Stärken und Schwächen des Tools

Im Anschluss an das simulierte Vorstellungsgespräch lassen sich die von der KI verschriftlichten eigenen Antworten noch einmal nachlesen, ausbessern – und mittels smarter Software analysieren. So macht einem das Programm darauf aufmerksam, welche Wörter man oft wiederholt hat und inwiefern die Antworten tatsächlich Job-bezogen und damit passend und präzise sind. Wie häufig hat man Beispiele genannt, auf konkrete Referenzen verwiesen, wie oft persönliche Stärken oder Ziele thematisiert? Zu welchen Begriffen würden sich weitere Anknüpfungspunkte ergeben? Das Tool hilft den Übenden mit solchen Hinweisen mitunter auf die Sprünge und kann für ein Bewerbungstraining auf die genannten Jobprofile nützlich sein. Der Wermutstropfen: Die Fragen sind recht klassisch und vorhersehbar, die Analyse bleibt oberflächlich – und natürlich generell sehr technisch und theoretisch. Schlagfertigkeit lässt sich schliesslich nicht mit dem Warm-up üben. Und der Bot gibt auch keine Einschätzung dazu, wie sympathisch das eigene Auftreten herüberkommt, welche körpersprachlichen Signale man aussendet oder welches Outfit man am besten zum Gespräch wählen sollte. Dafür sind Vertrauenspersonen also deutlich besser geeignet.

Präsentieren üben mit VR-Brille

Auch jenseits des Bewerbungstrainings gibt es immer mehr Angebote für digitale und KI-basierte Coachings im Job. Wem vor Präsentationen und Vorträgen zum Beispiel regelmässig die Knie schlottern, der kann sich heute zum Herantasten mithilfe einer Virtual-Reality-Brille vor ein imaginäres Publikum wagen, um unter „realitätsnahen Bedingungen“ zu üben, wie der deutsche Dashöfer Verlag, Anbieter des entsprechenden Trainings „Easy Speech“ wirbt. Auch hier wird parallel analysiert: wie es dem Redner gelingt, den Blickkontakt zum Publikum zu halten und ob er in angemessener Lautstärke und Geschwindigkeit spricht zum Beispiel.
In der Schweiz werden virtuelle Simulationen in der Berufsbildung bislang noch relativ selten verwendet. Deren Effekte untersuchte eine im Januar 2021 veröffentlichte Studie der Login Berufsbildung AG zusammen mit der Hochschule für Angewandte Psychologie der FHNW. Die Probanden zeigten sich zwar genervt von vielen Wiederholungen und mittelmässiger grafischer Umsetzung, insgesamt erfüllte das Training offenbar aber deren Erwartungen.
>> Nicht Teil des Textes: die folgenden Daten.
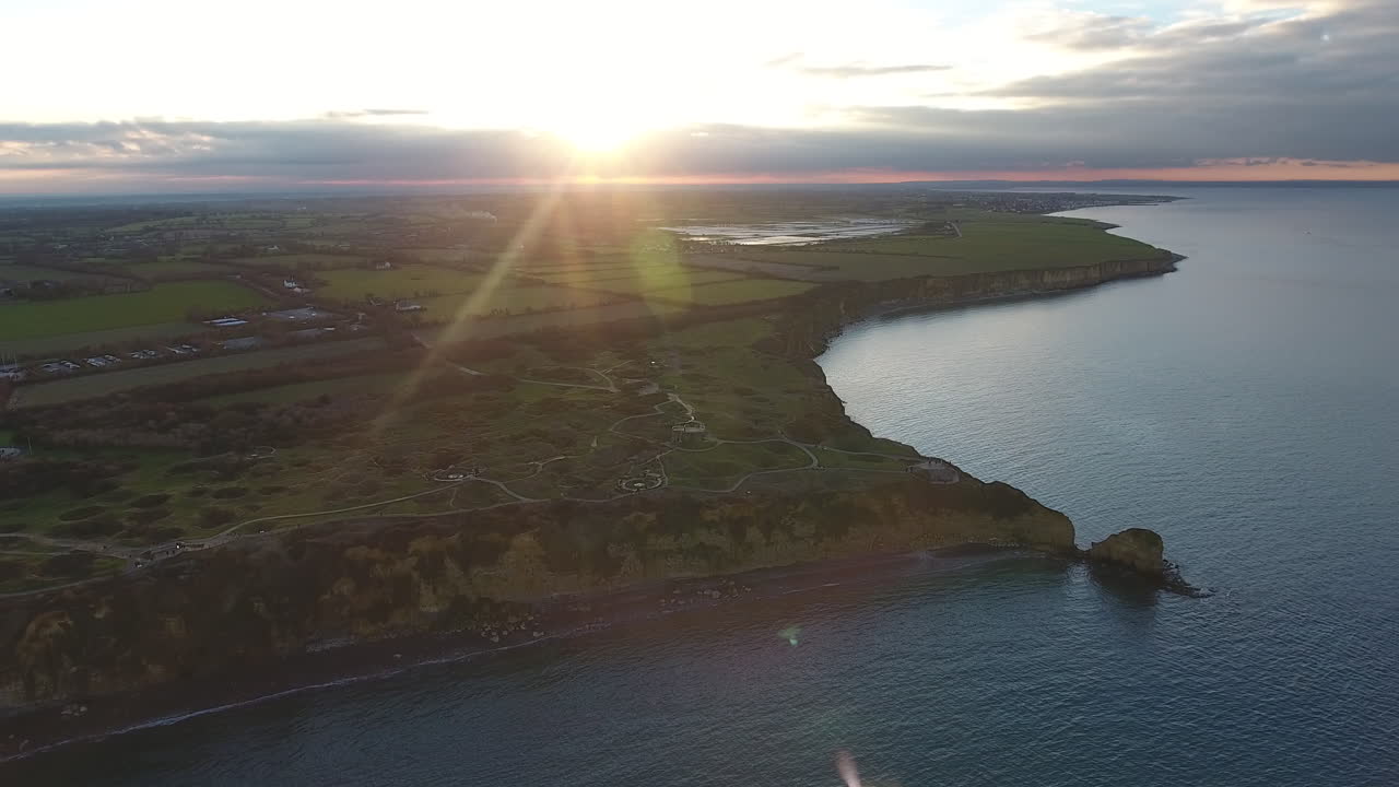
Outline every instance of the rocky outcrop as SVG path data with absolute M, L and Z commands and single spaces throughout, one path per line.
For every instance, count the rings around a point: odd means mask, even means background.
M 1088 548 L 1088 560 L 1147 577 L 1163 578 L 1167 573 L 1165 545 L 1160 535 L 1146 528 L 1128 528 L 1094 543 Z
M 786 351 L 792 357 L 818 356 L 846 323 L 872 314 L 1083 290 L 1121 279 L 1161 276 L 1175 270 L 1175 263 L 1181 259 L 1184 258 L 1179 255 L 1163 251 L 1143 259 L 1042 270 L 831 284 L 803 298 L 806 302 L 799 308 L 789 309 L 783 330 Z
M 1174 267 L 1174 258 L 1039 272 L 823 287 L 782 321 L 810 358 L 845 322 L 939 305 L 1087 287 Z M 852 424 L 828 386 L 821 440 Z M 554 501 L 463 517 L 333 522 L 179 555 L 147 570 L 0 599 L 0 710 L 53 706 L 190 679 L 271 671 L 350 643 L 456 632 L 527 637 L 557 594 L 713 577 L 818 560 L 985 543 L 1077 557 L 1063 514 L 1003 483 L 914 473 L 859 489 L 744 496 L 656 493 L 606 504 Z M 1088 550 L 1101 564 L 1168 574 L 1161 539 L 1126 531 Z
M 495 641 L 555 594 L 960 543 L 1070 555 L 1073 525 L 1003 483 L 662 493 L 463 517 L 336 522 L 0 601 L 0 707 L 213 679 L 434 632 Z M 526 632 L 525 636 L 527 636 Z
Standardisiertes Coaching mit Bots

Für Themen wie Stressreduktion im Job oder das persönliche Zeitmanagement stehen inzwischen ebenfalls Chatbots verschiedener Anbieter zur Verfügung. Sie nehmen die Berichte ihrer Klienten auf und geben ihnen nach der Analyse des Gesagten passend abgestimmte Tipps, wie sie die Zusammenarbeit mit den Teamkollegen besser gestalten oder ihren Tag sinnvoll strukturieren können. Der Ablauf verläuft – wie bei einem „echten“ Coaching nach dem standardisierten Schema: Abfrage des Problems, Fixieren eines Ziels und Ratschläge, wie der Weg dorthin gelingt.
Wer eine sachliche Analyse des eigenen Verhaltens wünscht oder sich beim Training mit anderen befangen fühlt, der kann von den künstlich intelligenten Coaches im Job durchaus profitieren. Kostenlose Programme, wie das Google Interview-Warm-up vor der nächsten Bewerbungsrunde einmal auszuprobieren, kann immerhin nicht schaden. In Situationen, in denen man eine empathische Beratung wünscht, sollten Jobanfänger wie Profis aber besser auch weiterhin auf ihre Mitmenschen vertrauen.